Safe High-Performance Autonomous Off-Road Driving Using Covariance Steering Stochastic Model Predictive Control
Jacob Knaup, Kazuhide Okamoto, Panagiotis Tsiotras
Abstract
Autonomous racing is a high-performance, safety-critical task that inherently involves a high degree of uncertainty (especially in off-road unstructured environments), as driving conditions can vary and tire-terrain interactions are difficult to model accurately. On the one hand, the vehicle needs to drive fast while, on the other hand, it must avoid crashing, thus requiring a tradeoff between performance and safety. This work develops a stochastic model predictive controller (SMPC) for uncertain systems with additive Gaussian noise subject to state and control constraints and applies it to off-road autonomous racing.
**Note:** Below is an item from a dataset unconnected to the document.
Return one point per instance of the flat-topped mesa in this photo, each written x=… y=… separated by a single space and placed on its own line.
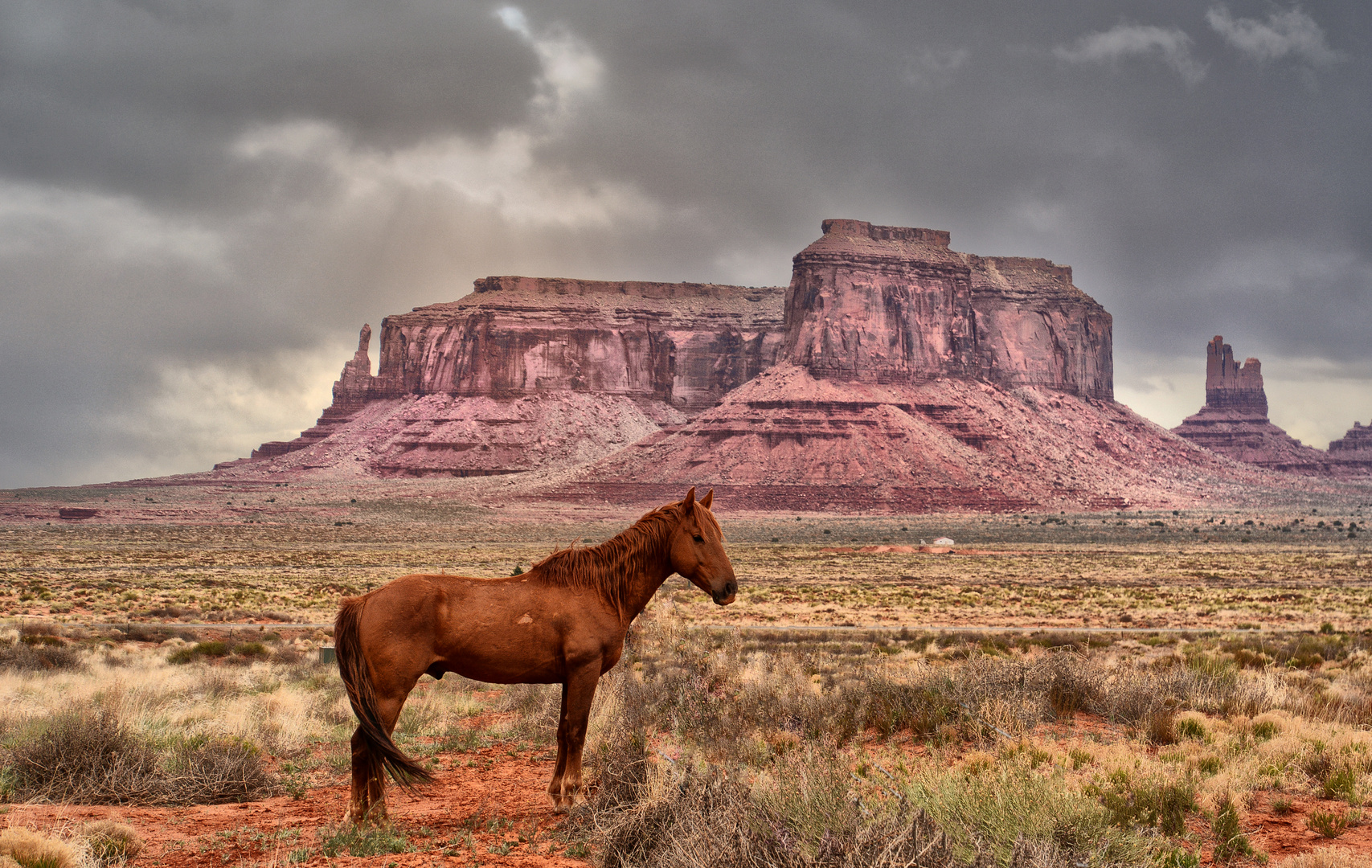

The proposed approach is based on the recently developed finite-horizon optimal covariance steering (CS) control theory, which steers the system state’s mean and covariance to prescribed target values at a given terminal time. We show that the proposed CS-SMPC algorithm can deal with unbounded Gaussian additive noise while ensuring stability. The effectiveness of the proposed approach is demonstrated via both numerical and experimental tests using a scaled autonomous racing platform, as well as on an actual full-size vehicle during a global positioning system (GPS)-denied autonomous driving task.